Multimodal Transfer Deep Learning with Applications in Audio-Visual Recognition
This work addresses the challenge of multimodal learning by enabling knowledge transfer between modalities, which could benefit applications in audio-visual recognition, though it appears incremental as it builds on existing transfer learning concepts.
The authors tackled the problem of transferring knowledge between neural networks of different modalities by proposing a transfer deep learning framework that uses analogy-preserving embeddings for semantics-level transfer, applied to audio-visual recognition tasks.

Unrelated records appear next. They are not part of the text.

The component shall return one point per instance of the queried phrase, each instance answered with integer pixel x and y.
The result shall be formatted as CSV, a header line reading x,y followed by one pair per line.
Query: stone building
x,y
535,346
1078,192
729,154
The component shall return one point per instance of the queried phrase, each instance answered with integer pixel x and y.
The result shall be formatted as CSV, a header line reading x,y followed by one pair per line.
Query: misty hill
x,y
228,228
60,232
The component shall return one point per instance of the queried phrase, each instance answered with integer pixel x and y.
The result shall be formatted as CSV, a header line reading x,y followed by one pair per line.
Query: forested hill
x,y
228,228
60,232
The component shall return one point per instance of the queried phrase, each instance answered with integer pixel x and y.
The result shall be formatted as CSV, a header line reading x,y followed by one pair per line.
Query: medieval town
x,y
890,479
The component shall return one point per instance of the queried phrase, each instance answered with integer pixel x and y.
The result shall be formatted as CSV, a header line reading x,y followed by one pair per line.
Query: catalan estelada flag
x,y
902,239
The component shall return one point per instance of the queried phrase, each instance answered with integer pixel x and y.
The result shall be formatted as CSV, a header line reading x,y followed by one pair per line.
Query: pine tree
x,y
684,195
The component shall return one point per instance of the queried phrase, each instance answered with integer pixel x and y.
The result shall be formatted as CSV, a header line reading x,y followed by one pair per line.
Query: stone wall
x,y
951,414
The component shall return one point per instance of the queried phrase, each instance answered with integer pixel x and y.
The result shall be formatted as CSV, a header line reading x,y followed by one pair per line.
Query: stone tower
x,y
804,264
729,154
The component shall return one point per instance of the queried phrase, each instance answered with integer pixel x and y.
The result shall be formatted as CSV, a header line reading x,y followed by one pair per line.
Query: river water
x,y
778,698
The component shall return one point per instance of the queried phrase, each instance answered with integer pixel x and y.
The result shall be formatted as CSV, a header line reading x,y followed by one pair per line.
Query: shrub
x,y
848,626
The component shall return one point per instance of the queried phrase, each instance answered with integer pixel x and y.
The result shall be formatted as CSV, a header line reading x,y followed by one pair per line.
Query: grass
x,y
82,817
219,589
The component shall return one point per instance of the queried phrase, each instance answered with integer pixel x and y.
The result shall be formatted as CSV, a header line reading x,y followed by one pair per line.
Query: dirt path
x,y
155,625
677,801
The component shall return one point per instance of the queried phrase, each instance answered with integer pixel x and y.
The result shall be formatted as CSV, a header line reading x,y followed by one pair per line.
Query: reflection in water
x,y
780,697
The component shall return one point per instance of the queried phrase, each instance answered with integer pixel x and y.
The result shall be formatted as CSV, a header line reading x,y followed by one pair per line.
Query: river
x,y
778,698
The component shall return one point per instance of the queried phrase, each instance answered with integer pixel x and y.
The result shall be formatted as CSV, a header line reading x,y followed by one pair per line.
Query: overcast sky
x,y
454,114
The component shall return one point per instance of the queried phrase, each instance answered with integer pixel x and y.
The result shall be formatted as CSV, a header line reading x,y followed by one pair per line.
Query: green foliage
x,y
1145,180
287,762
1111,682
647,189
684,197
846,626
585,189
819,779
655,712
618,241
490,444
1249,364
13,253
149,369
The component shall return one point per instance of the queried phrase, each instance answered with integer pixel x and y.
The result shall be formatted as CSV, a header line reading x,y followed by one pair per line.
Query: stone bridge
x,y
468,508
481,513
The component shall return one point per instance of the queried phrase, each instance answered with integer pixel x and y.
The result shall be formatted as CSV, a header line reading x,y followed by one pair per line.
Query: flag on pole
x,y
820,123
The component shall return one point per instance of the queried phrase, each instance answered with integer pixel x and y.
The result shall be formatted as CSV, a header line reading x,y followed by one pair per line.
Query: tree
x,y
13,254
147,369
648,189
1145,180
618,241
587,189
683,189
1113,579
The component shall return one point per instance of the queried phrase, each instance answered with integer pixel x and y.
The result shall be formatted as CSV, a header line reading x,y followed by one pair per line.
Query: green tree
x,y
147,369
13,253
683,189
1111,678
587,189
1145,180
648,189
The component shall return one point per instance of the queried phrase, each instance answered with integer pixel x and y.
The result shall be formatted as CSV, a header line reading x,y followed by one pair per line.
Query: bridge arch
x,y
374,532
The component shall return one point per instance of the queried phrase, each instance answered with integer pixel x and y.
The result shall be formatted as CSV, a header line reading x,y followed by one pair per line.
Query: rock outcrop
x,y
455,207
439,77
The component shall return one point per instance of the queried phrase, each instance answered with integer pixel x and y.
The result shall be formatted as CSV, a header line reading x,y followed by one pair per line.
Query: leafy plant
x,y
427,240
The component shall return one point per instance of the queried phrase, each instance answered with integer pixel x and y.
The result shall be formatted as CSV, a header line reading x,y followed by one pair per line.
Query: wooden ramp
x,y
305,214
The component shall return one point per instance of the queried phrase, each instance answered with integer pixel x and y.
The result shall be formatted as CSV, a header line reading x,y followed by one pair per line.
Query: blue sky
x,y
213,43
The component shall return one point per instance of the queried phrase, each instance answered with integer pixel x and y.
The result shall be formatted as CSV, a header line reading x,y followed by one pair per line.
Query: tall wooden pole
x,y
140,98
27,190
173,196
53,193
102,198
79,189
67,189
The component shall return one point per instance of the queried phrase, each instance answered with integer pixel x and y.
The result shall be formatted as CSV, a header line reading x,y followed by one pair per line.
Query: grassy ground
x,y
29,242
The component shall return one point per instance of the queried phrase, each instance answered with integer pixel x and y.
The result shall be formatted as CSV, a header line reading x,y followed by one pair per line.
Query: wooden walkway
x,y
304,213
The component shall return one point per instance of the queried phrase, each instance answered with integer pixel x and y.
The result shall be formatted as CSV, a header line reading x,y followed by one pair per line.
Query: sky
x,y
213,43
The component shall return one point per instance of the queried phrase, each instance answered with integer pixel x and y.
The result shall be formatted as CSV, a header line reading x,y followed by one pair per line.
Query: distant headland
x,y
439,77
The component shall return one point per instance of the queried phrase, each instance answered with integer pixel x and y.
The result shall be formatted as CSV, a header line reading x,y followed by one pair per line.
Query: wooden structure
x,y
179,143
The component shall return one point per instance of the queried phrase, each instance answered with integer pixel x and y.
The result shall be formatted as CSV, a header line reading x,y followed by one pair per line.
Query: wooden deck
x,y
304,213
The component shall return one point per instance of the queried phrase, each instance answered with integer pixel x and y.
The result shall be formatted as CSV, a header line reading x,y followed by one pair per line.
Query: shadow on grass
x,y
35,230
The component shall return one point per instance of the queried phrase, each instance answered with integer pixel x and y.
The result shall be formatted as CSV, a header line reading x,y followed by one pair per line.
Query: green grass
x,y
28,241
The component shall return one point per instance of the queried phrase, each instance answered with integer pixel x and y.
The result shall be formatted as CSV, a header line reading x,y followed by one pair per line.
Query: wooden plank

We propose a transfer deep learning (TDL) framework that can transfer the knowledge obtained from a single-modal neural network to a network with a different modality. Specifically, we show that we can leverage speech data to fine-tune the network trained for video recognition, given an initial set of audio-video parallel dataset within the same semantics. Our approach first learns the analogy-preserving embeddings between the abstract representations learned from intermediate layers of each network, allowing for semantics-level transfer between the source and target modalities. We then apply our neural network operation that fine-tunes the target network with the additional knowledge transferred from the source network, while keeping the topology of the target network unchanged. While we present an audio-visual recognition task as an application of our approach, our framework is flexible and thus can work with any multimodal dataset, or with any already-existing deep networks that share the common underlying semantics. In this work in progress report, we aim to provide comprehensive results of different configurations of the proposed approach on two widely used audio-visual datasets, and we discuss potential applications of the proposed approach.